The library was one of Grandmother Cordelia's favorite places in Vorkosigan House, and she could often be found there during the intermittent three to four months of every year that she tended to spend on Barrayar. The Dowager Countess Vorkosigan was now a galactic in practice as well as by birth, dividing her time roughly equally between Barrayar, Sergyar and Beta Colony. Helen was grateful that this tactical problem had coincided with one of her visits, as it would have been awkward (not to mention much less private) to discuss it over a comconsole.
"Has Aral talked to you at all about it?" Sitting on the low ottoman at her grandmother's knee should have made her feel like a five-year-old again, Helen reflected, but somehow it didn't. Maybe it was the seriousness of the matter they were discussing. Or maybe it was just how seriously the Countess seemed to be taking it, and her.
"Not in any detail," her grandmother answered. "I get the impression he thought I would feel the need to discuss it with your father."
Sudden worry stung her. "Do you? I mean -- are you going to?"
"I don't plan on it," the Countess said equably. "Aral Alexander is old enough to make his own decisions and abide by the consequences; I'm not about to take any of them out of his hands. Not even the decision of whether or not to speak to your father about this."
"He doesn't want to disappoint him." Helen's voice was lower than she meant it to be. "But he's talking about running away to live with you or Uncle Mark on Beta Colony if, if Da -- and he's not joking, that's the thing. He wants me to think he's joking, but I know him."
"Mm." Cordelia frowned into her teacup. "Helen, tell me something."
She sat up straight and nodded.
Her grandmother looked her directly in the face, and that steel-grey gaze pinned her down like a bug at the business end of a microscope. "Let's be clear on this. Do you want to step into the Countship for your brother's sake, for the good of the District, or for yourself?"
Helen opened her mouth, and closed it. None of those, suddenly, seemed like sufficient reason; too personal, too altruistic to be believed, too selfish to be honorable. Wait --
"It can't be all three?" she demanded. "This is a solution that'll be good for everybody.

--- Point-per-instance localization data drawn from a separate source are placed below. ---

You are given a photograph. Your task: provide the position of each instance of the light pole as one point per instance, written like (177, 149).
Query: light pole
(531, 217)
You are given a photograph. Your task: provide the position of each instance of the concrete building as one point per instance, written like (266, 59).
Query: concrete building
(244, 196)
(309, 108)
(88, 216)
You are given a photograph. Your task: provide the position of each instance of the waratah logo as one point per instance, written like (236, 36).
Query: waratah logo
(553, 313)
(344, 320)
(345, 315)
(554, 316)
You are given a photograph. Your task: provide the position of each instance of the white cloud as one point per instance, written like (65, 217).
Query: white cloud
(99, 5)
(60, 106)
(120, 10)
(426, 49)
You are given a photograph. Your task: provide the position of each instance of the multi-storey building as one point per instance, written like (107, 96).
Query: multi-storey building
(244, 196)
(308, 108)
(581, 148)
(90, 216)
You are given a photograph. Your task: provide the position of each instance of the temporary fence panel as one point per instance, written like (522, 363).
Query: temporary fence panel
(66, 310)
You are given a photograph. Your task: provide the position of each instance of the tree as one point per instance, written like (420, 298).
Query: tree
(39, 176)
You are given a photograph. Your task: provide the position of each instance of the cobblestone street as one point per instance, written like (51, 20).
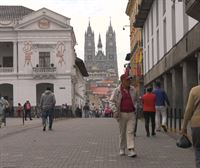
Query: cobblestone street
(85, 143)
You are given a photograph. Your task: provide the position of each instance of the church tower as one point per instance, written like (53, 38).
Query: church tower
(111, 51)
(89, 52)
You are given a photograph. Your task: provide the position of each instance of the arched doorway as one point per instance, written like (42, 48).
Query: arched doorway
(40, 88)
(6, 90)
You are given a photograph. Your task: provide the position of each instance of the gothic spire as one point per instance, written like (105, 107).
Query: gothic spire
(99, 43)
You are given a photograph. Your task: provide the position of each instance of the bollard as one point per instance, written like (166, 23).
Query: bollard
(180, 117)
(23, 117)
(167, 116)
(175, 119)
(171, 115)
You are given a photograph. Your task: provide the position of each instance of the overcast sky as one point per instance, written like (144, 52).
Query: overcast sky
(98, 11)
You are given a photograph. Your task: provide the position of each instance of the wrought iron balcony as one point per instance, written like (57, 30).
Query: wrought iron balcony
(143, 11)
(192, 8)
(44, 72)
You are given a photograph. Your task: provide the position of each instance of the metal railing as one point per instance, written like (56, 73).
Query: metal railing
(6, 69)
(44, 69)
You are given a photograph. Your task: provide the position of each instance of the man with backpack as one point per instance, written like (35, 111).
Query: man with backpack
(3, 105)
(123, 101)
(47, 105)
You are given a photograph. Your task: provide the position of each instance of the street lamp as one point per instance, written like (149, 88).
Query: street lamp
(125, 26)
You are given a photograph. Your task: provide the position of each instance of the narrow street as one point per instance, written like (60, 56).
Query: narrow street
(86, 143)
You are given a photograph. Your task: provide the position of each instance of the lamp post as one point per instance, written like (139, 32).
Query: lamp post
(125, 26)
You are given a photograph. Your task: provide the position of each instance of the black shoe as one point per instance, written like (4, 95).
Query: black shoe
(44, 129)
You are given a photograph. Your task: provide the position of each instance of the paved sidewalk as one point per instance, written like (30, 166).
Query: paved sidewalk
(88, 143)
(15, 125)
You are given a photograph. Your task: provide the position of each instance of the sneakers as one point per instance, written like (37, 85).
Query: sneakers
(164, 128)
(131, 153)
(122, 152)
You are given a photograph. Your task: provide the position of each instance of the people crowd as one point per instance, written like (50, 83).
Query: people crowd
(125, 105)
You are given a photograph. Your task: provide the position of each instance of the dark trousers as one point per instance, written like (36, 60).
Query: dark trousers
(147, 116)
(196, 144)
(45, 114)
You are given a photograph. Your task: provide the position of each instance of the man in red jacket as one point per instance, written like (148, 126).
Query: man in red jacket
(149, 102)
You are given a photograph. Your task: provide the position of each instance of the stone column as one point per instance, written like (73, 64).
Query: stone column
(15, 56)
(189, 79)
(168, 86)
(177, 88)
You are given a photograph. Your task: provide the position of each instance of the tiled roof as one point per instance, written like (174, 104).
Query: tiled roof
(13, 12)
(100, 90)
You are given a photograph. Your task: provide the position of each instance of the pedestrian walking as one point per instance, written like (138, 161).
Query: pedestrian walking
(161, 100)
(86, 110)
(19, 110)
(3, 105)
(149, 102)
(122, 103)
(47, 105)
(92, 110)
(192, 112)
(27, 109)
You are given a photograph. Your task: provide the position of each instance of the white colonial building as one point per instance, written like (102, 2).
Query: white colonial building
(171, 47)
(37, 49)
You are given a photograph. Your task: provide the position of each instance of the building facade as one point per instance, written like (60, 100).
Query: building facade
(171, 42)
(102, 67)
(136, 51)
(36, 51)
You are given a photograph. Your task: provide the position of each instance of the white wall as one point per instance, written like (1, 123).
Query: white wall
(153, 55)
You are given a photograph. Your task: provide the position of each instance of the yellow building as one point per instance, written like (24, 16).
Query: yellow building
(136, 56)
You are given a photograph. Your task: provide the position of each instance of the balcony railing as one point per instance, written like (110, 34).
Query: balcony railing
(6, 69)
(192, 8)
(44, 72)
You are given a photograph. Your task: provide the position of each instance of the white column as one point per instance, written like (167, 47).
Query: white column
(15, 56)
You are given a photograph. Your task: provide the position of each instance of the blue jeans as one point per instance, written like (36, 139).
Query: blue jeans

For me, for Aral, for the District -- for all Barrayar, really, even if they don't know it themselves yet. But they will. I'll prove it. That's all I want: the chance to prove that I can serve."
The older woman studied her for another eternal moment, then dropped her eyes and rubbed her forehead as though to stave off an incipient headache, but she was smiling: ruefully at first, as though at a memory, then with greater certainty. "Well," she said, looking up; the fierce satisfaction in her eyes was unmistakable. "It's been a long time coming."
Helen exhaled, and felt a slow bubble of glee start forming somewhere south of her sternum. "Do you think it'll work?"
"Honestly? I have no idea. If by work you mean, will you get to keep the Countship in your own name. But it's long past time for Barrayar to start addressing the issue, and it was bound to be someone of this generation who first tried it." Her grandmother's eyes dwelt on hers, and crinkled at the edges. "And for the record ... I'm proud it's going to be you."
Oh. The glee dissipated in an instant, sublimated into something else entirely. For a moment Helen couldn't speak, both warmed and shaken by the words. Oh. I have to live up to that, now.
"Now," Cordelia said briskly, setting down her cup, "let's talk about who you need to speak to next, and how you plan to approach Gregor."